What Data Is in an Amazon Search Result?
An Amazon search result page contains, per result: an ASIN, a product title, a Buy Box price (sometimes a strikethrough price), a star rating and review count, an image URL, a sponsored or organic label, and structural metadata like the position in the grid and the page number. The full search response also carries pagination links, related search suggestions, brand filters, and category breadcrumbs at the page level.
What you can pull from a single search request:
- Per-result fields: ASIN, title, Buy Box price, list price, currency, star rating, review count, hero image URL, Prime badge, sponsored badge, badge text (“Best Seller”, “Amazon’s Choice”), seller name (when displayed), delivery estimate.
- Page-level fields: total result count, current page number, last page number, related searches, brand filter list, department breadcrumb.
The data is denser than a single product detail page because Amazon optimizes the search SERP for browsing breadth rather than depth. A typical search returns 16 to 60 results per page (varies by category), each one a compact summary card with ~12 to 15 fields rather than the ~55 fields a product detail page carries.
Why Scrape Amazon Search Results?
Five common use cases for Amazon search scraping, ordered by commercial frequency:
- Keyword rank tracking. Tracking which ASINs rank for which keywords over time, the same way SEO teams track Google rankings. Drives FBA seller decisions, ad-spend allocation, and content updates.
- Sponsored ad monitoring. Identifying which competitors are bidding on which keywords, what positions they hold, and what ad copy they run. Drives PPC strategy.

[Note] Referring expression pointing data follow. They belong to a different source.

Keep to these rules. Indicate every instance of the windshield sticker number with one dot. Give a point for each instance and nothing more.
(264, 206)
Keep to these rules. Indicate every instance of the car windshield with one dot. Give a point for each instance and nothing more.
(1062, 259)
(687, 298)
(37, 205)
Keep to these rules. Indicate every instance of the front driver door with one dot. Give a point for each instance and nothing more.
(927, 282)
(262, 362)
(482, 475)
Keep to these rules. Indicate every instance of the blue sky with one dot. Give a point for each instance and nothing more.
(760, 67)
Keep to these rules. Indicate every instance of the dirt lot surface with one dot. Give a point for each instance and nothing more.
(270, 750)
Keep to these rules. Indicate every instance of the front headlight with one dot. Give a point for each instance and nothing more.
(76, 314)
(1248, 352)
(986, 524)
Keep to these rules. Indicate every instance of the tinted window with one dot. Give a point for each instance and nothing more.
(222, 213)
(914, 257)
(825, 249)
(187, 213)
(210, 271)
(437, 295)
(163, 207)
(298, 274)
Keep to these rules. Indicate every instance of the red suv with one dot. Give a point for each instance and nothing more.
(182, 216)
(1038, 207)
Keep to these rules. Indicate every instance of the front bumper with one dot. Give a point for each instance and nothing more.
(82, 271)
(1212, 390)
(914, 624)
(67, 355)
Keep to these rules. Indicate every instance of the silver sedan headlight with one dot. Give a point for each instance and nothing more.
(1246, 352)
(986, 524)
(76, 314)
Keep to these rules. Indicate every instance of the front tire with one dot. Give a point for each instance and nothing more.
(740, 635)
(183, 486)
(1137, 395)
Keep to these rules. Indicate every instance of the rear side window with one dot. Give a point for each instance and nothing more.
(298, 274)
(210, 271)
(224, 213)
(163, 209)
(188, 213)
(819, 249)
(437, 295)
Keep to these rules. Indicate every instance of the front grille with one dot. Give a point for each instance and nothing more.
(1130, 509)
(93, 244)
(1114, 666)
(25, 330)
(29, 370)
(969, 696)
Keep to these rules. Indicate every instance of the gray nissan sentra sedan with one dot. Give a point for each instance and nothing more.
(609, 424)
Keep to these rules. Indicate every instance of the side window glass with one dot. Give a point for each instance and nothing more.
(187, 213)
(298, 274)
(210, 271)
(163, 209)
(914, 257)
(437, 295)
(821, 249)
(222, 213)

- Category trend analysis. Aggregating top-N results across category-level keywords (“running shoes”, “wireless earbuds”) to detect entrants, exits, and price shifts.
- Brand protection. Catching unauthorized resellers and counterfeits in the search results for branded keywords.
- Catalog enrichment. Building seed ASIN lists for further scraping by querying broad keywords and harvesting result ASINs.
Each use case has different sensitivity to organic-vs-sponsored split, freshness, and geography. Rank tracking needs daily or sub-daily fresh data. Sponsored monitoring needs hourly fresh data during ad campaign launches. Category analysis can tolerate weekly cadence.
How Do You Scrape Amazon Search Results With Python?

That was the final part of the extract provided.